The worst part is that while handfuls of laxatives might cause stomach cramps, and constant visits to the toilet, they have no big effect on calorie intake. Calories are absorbed higher in the gut, while laxatives affect the lower intestine. Vomiting can only expel a half to a third of what has been eaten, so bingers still absorb a lot of calories.
Anorexics who refuse to eat literally starve themselves, some of them until they die; others will get treatment and gain weight, but anorexia is very difficult to treat.
What to do If you have an eating disorder:
- Don’t keep your problem to yourself. You might feel ashamed or disgusted but it is important that you seek help.
- Eating disorders are best helped by a professional therapist, so ask your doctor for a referral.
Self-help for compulsive eating
- People who binge find that they no longer know how to eat normally. Try to organize three regular meals and two snacks a day. Plan when you are going to eat and stick to your timetable. Regular meals will reduce your urge to binge and gradually normal sensations of hunger and fullness will return.

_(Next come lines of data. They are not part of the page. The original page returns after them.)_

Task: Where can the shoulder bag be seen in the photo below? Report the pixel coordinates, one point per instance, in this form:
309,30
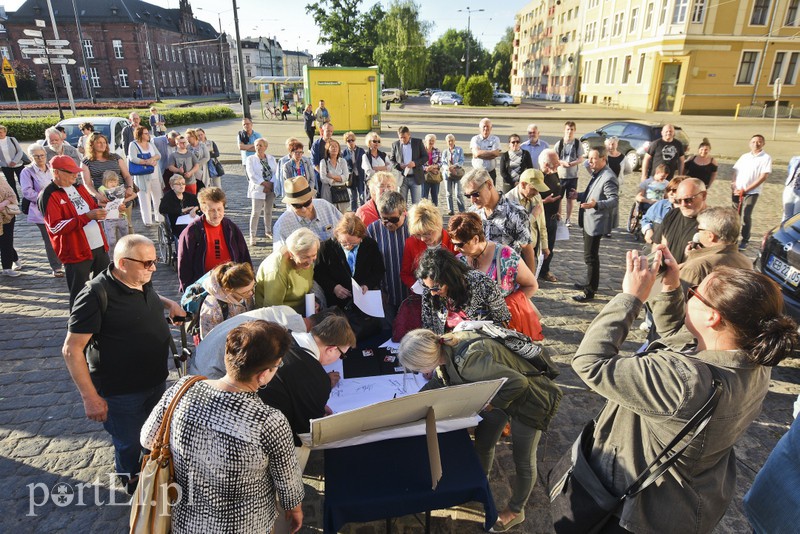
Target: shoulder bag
151,507
580,503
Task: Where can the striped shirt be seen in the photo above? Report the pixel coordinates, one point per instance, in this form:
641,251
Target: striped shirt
391,245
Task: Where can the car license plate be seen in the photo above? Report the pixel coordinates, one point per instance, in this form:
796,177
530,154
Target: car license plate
784,270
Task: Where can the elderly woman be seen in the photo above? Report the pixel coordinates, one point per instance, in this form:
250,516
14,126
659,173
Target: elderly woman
99,159
257,459
454,293
731,330
143,152
502,264
334,174
286,276
374,160
513,162
452,161
177,202
527,399
426,226
381,182
433,174
261,169
230,289
349,254
33,179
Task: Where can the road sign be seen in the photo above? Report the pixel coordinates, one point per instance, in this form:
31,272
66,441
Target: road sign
30,42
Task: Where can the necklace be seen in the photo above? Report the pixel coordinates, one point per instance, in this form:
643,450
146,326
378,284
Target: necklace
478,257
231,384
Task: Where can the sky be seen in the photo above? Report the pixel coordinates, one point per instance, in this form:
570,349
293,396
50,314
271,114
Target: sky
287,20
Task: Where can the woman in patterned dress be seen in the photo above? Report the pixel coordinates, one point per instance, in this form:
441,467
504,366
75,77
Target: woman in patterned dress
234,455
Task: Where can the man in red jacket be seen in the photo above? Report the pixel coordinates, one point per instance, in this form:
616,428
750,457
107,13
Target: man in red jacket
70,216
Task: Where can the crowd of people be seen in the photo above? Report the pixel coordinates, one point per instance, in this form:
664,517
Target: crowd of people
373,216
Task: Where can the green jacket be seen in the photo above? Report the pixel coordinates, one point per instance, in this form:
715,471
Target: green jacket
526,396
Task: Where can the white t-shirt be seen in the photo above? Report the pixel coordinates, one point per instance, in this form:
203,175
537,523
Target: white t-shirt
749,167
92,230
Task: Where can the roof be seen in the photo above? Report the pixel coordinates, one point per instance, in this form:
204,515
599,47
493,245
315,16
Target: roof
95,11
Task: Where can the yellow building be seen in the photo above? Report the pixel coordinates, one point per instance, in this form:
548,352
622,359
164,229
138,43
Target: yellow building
689,56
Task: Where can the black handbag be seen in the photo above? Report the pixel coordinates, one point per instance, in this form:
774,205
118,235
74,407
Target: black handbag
580,503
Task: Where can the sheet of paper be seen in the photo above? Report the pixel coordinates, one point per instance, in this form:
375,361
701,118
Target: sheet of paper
370,302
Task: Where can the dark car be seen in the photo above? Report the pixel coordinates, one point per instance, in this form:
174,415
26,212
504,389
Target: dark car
779,259
634,138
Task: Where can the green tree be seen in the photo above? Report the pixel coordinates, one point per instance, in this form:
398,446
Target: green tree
401,52
500,71
351,33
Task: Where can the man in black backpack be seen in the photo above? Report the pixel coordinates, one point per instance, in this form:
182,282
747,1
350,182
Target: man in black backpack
119,315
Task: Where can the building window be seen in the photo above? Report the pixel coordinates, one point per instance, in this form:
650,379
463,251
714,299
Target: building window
626,69
117,43
634,20
617,29
747,68
760,12
791,13
679,13
94,77
88,49
640,71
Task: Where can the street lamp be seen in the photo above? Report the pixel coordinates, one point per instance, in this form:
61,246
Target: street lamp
469,15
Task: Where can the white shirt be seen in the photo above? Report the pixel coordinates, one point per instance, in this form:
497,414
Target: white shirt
749,167
92,230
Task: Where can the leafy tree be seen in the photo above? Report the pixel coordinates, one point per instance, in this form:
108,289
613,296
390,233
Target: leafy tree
401,52
478,91
351,33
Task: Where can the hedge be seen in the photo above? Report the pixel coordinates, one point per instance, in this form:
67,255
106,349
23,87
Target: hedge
33,128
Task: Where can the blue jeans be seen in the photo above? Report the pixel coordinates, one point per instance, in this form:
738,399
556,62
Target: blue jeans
126,416
524,442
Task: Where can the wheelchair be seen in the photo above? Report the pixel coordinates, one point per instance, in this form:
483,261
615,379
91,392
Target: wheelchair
167,250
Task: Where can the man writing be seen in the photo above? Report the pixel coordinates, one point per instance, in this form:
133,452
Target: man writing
126,370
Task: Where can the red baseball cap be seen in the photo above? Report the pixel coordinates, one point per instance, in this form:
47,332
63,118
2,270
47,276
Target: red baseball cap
65,163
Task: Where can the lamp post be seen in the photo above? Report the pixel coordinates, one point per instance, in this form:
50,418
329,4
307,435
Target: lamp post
469,35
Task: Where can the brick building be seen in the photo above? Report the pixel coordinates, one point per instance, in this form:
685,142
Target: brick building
130,46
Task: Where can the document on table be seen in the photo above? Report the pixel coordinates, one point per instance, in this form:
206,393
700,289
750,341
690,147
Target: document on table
370,302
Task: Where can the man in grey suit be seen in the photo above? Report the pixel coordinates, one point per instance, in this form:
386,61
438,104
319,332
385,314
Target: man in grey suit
408,156
597,204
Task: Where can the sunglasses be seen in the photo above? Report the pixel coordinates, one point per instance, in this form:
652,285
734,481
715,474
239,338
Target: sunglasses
147,264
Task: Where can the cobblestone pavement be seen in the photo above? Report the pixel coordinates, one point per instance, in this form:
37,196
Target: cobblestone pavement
46,440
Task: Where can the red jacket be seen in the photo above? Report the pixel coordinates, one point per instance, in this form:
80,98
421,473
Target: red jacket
65,226
411,254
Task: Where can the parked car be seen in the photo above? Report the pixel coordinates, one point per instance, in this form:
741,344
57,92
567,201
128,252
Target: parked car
111,127
779,258
634,138
447,97
393,95
502,99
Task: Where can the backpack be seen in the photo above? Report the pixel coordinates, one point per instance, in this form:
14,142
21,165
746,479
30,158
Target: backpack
192,302
519,344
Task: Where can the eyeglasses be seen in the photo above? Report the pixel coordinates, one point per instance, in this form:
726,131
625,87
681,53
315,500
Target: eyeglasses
476,193
688,200
692,292
147,264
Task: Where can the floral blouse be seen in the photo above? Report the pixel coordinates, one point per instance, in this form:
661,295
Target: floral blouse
486,303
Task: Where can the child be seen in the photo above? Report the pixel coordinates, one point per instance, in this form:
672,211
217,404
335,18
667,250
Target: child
117,222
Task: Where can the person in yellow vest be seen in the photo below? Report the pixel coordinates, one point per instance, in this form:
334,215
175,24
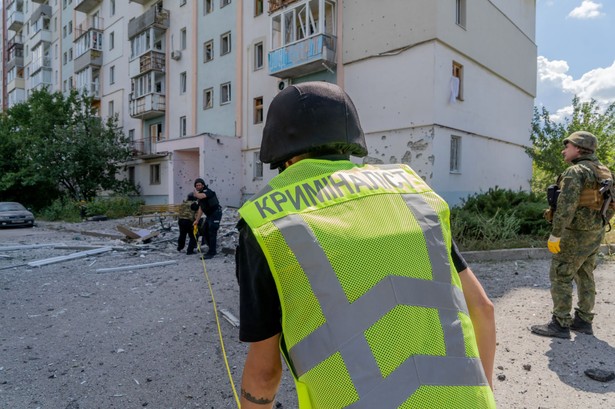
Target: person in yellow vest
350,272
579,223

- When you feel the urge to binge do something else instead. Take a bath, have a manicure, go for a walk, etc. Continue this activity until the urge to binge passes. Don’t be disheartened if you don’t always succeed.
- Monitor your problem and try to work out what triggers your urge to binge. Do you binge when you are tired? Bored, or upset? What would be a better way to deal with these feelings? Try to work out through your problems rather than hide them with food.
- Do you follow very strict diets and then binge when you can’t keep to them? If the answer is yes, stop dieting this way. Try a different regime, one that leaves you satisfied both in terms of quantity and quality of food ingested.
- Do certain foods trigger binges? Do you binge eat every time you have chocolate or freshly baked bread in front of you? If you have been avoiding those foods to avoid binging, gradually introduce these foods into your diet on days when you feel in control. Focus on the easiest foods for two weeks. Then gradually introduce others. After about eight weeks you should have eaten all your trigger foods. You don’t have to eat these foods regularly, only until the thought of eating them no longer disturbs you.
Recovering from Anorexia
Long-term follow-up shows recovery rates ranging from 44% to 76%, with prolonged recovery time (57 to 59 months).
Mortality (up to 20%) is primarily from cardiac arrest or suicide.
Recovering from Bulimia
Based on the little long term data collected, it can be said that short-term success is 50% to 70%, with relapse rates between 30% and 50% after 6 months.